Sans me détourner de mon sujet, car il s’agit encore de faux dieux, à ce récit, forcément écourté, je suppléerai par un autre, de l’authenticité duquel je puis répondre. «En Perse, nous dit M. le comte de Gobineau, dans un très-bon livre récemment publié, les Soufys, c’est-à-dire les savants, les philosophes, repoussent toute croyance dogmatique, n’admettant la réunion de l’âme à Dieu que par l’extase. Lorsque cette union est complète, l’âme se transforme, devient elle-même participante à la nature de l’être incréé, et l’homme est Dieu.» La folie humaine est toujours une maladie de l’orgueil.

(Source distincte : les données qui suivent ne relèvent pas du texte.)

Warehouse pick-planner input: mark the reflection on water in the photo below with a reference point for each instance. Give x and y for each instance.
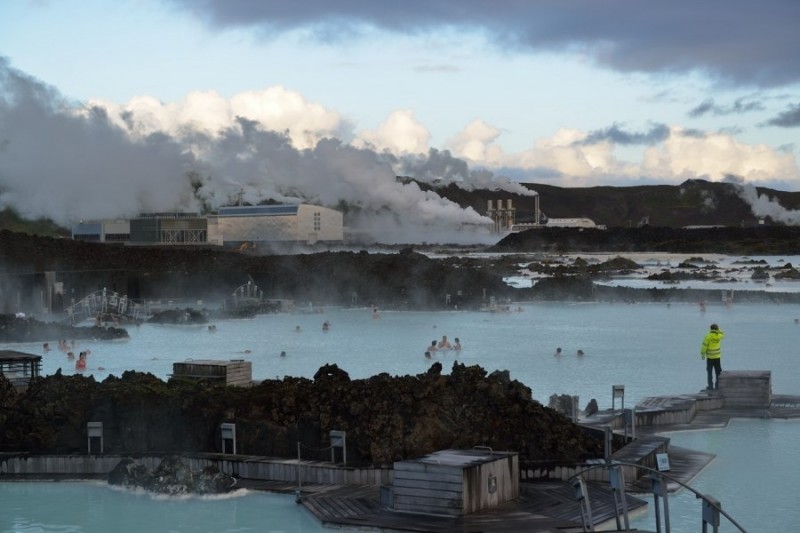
(95, 507)
(753, 476)
(653, 349)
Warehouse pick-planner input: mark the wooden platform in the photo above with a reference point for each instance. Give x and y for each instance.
(749, 389)
(541, 507)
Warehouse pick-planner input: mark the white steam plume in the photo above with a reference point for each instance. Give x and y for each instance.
(762, 205)
(67, 163)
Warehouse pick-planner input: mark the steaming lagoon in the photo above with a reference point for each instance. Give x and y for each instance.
(651, 348)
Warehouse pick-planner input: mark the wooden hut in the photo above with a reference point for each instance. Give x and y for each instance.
(233, 372)
(455, 482)
(19, 367)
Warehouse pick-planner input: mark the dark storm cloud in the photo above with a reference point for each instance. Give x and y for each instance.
(741, 105)
(615, 134)
(787, 119)
(737, 40)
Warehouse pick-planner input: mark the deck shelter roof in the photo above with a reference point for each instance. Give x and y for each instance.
(19, 367)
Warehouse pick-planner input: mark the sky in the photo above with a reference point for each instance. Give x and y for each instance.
(112, 108)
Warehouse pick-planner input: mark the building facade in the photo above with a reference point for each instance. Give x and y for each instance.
(242, 226)
(303, 223)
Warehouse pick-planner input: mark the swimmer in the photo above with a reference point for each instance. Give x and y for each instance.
(444, 344)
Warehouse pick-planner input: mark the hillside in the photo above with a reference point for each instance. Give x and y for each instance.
(692, 203)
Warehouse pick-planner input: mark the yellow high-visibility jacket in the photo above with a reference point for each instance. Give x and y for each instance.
(711, 346)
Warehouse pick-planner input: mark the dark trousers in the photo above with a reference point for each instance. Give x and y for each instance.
(715, 366)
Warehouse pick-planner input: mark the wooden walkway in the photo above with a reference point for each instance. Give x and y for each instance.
(541, 507)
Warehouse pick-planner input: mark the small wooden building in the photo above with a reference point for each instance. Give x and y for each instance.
(19, 367)
(455, 482)
(233, 372)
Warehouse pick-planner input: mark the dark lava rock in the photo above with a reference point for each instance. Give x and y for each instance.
(171, 477)
(26, 329)
(387, 418)
(186, 316)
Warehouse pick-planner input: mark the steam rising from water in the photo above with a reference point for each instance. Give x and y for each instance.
(763, 206)
(70, 162)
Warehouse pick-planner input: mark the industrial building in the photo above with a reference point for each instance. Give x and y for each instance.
(303, 223)
(241, 226)
(504, 215)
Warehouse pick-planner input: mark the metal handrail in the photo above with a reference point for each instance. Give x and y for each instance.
(707, 499)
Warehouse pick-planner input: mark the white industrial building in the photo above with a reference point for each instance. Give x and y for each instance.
(241, 227)
(251, 225)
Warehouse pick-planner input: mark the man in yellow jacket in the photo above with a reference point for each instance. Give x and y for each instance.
(711, 351)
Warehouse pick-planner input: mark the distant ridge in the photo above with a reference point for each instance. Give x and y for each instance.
(692, 203)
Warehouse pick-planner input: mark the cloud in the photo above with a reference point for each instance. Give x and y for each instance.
(277, 108)
(69, 162)
(787, 119)
(399, 133)
(716, 156)
(737, 40)
(58, 165)
(762, 205)
(615, 134)
(739, 106)
(668, 155)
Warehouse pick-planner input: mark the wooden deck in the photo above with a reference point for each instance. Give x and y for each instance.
(541, 507)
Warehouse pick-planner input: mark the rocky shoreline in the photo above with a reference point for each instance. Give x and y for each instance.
(386, 417)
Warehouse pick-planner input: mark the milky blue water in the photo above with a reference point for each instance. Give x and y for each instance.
(652, 349)
(93, 507)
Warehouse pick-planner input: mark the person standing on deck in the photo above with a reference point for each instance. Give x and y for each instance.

En France, nous avons eu quelques dieux de cette espèce; je ne prétends pas cependant les faire entrer dans la mythologie du Rhin, spécialement consacrée à l’Allemagne. Mais, en Allemagne, une secte de philosophes, tout à fait incrédules, sans avoir recours à la méthode persane, laissant de côté l’extase, et l’âme immortelle, ont fini par renier Dieu pour se faire dieux eux-mêmes, tant, dans ce beau pays, les savants comme les ignorants ont besoin de peupler la terre de divinités de toute sorte.
C’est l’histoire d’un de ces dieux terrestres que je vais raconter pour clore enfin ce long chapitre. Hélas! il est mort aujourd’hui, et c’est grand dommage; mais il a existé; sur ce point essentiel, les témoins ne manqueraient pas; je pourrais même, comme les paysans de la Thuringe à propos de Frédéric Barberousse, dire: je l’ai vu!

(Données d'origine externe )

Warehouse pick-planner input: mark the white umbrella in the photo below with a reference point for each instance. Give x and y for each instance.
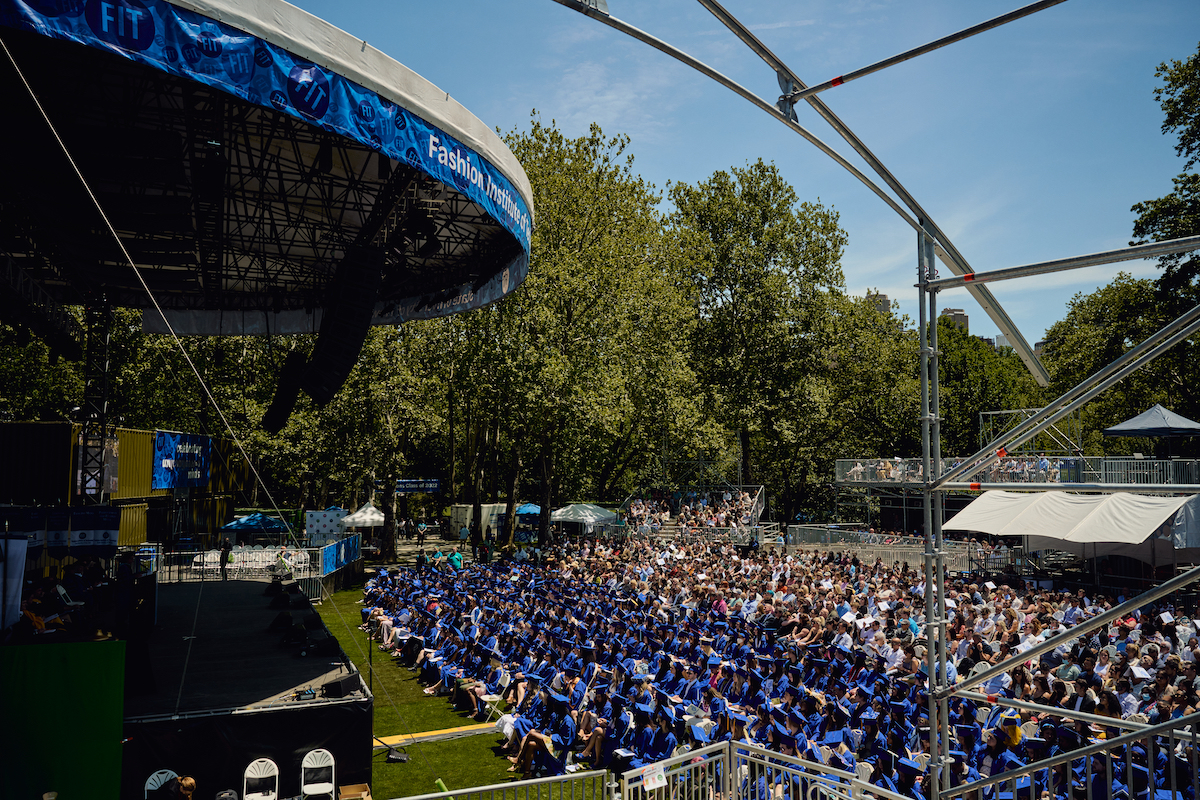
(365, 517)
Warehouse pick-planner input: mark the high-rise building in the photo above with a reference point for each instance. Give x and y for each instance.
(958, 318)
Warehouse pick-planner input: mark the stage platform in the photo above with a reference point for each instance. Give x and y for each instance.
(211, 689)
(229, 661)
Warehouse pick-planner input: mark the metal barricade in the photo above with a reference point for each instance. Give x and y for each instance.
(696, 775)
(580, 786)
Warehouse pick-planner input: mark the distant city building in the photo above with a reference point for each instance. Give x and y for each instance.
(958, 318)
(881, 301)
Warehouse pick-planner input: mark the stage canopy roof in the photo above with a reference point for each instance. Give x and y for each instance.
(267, 172)
(1086, 524)
(1156, 421)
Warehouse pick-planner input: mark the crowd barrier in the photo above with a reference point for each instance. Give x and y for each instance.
(580, 786)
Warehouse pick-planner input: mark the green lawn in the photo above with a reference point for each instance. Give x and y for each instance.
(401, 707)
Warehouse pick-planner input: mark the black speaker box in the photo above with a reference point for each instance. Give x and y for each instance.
(341, 687)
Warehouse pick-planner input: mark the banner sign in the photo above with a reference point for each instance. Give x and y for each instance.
(180, 459)
(185, 43)
(336, 555)
(411, 485)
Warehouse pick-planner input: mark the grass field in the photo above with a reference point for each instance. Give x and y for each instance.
(401, 707)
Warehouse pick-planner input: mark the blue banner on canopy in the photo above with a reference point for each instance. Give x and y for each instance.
(180, 459)
(189, 44)
(342, 552)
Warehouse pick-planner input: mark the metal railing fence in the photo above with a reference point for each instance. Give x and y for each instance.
(1080, 469)
(579, 786)
(700, 774)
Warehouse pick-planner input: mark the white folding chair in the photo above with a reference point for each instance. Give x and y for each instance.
(156, 781)
(317, 775)
(493, 701)
(261, 781)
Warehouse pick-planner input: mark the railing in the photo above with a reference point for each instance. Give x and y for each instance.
(696, 775)
(307, 566)
(1085, 469)
(580, 786)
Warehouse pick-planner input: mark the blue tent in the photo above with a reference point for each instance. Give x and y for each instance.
(257, 521)
(1156, 421)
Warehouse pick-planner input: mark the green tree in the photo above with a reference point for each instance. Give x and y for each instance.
(1177, 214)
(761, 268)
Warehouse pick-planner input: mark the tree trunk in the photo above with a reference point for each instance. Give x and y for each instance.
(510, 509)
(546, 462)
(454, 441)
(744, 440)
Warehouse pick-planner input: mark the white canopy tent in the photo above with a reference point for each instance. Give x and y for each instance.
(1149, 528)
(583, 513)
(365, 517)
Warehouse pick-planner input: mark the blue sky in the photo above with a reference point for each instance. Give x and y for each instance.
(1025, 143)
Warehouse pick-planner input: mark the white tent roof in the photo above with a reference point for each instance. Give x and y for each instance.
(1110, 523)
(583, 512)
(365, 517)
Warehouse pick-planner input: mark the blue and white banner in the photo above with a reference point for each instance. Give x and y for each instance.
(189, 44)
(336, 555)
(180, 459)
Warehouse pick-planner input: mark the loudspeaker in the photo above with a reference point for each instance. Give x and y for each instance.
(342, 686)
(346, 319)
(286, 394)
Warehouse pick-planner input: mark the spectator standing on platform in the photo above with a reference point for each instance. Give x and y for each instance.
(226, 555)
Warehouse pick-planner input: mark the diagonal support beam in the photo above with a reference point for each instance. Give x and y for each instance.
(1150, 250)
(966, 32)
(1159, 342)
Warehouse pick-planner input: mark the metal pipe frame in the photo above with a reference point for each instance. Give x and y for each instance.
(966, 32)
(1150, 250)
(946, 251)
(1092, 719)
(1072, 633)
(1109, 488)
(1157, 343)
(1083, 752)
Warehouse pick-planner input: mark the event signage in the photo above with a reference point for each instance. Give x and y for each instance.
(186, 43)
(412, 485)
(180, 459)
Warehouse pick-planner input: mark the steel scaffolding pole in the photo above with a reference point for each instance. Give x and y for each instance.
(1071, 635)
(1161, 341)
(929, 431)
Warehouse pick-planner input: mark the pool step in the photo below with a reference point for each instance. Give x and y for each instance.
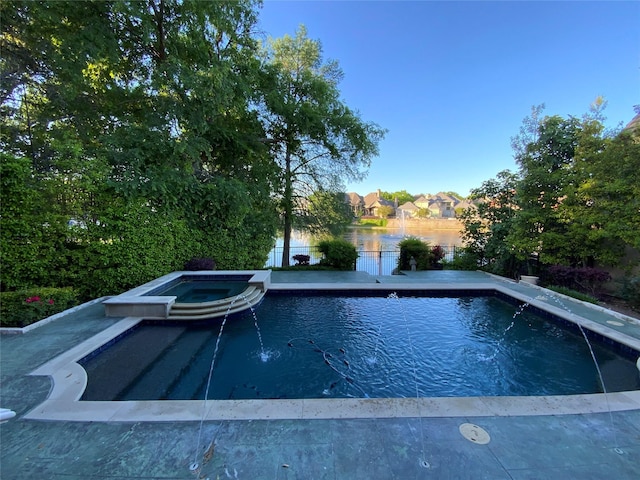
(153, 384)
(217, 308)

Donc, à Dusseldorf, en Prusse, dans une famille d’anciens juifs nouvellement convertis à la réforme, un jour, vers 1800, naquit un enfant qu’on eût, à bon droit, pu déclarer un être surnaturel, tant, dès ses plus jeunes années, il se montra en contradiction avec toutes les idées reçues. Quoiqu’il fût des siens, à coup sûr, Martin Luther n’eût pas manqué de le déclarer killecroff.
Non-seulement il était turbulent et tapageur, mais il était pédant; il régentait ses professeurs et n’écoutait volontiers que les conseils des tout petits enfants. Ses parents le grondaient-ils, il riait; qu’un événement grave survînt dans le ménage d’un voisin, il riait; que les Français s’emparassent de sa ville natale, il riait; il riait toujours.
Cependant, arrivé à l’adolescence, il se remplit de logique, de mathématiques, de latin, de grec, d’hébreu, et de toutes sortes d’autres bonnes choses. Il devint même philosophe avant l’âge; mais sa philosophie se manifestait surtout par un rire sarcastique. Quand on lui parlait du rang qu’il pouvait occuper à Dusseldorf, des richesses qu’il y pouvait acquérir, il ne répondait que par une gambade.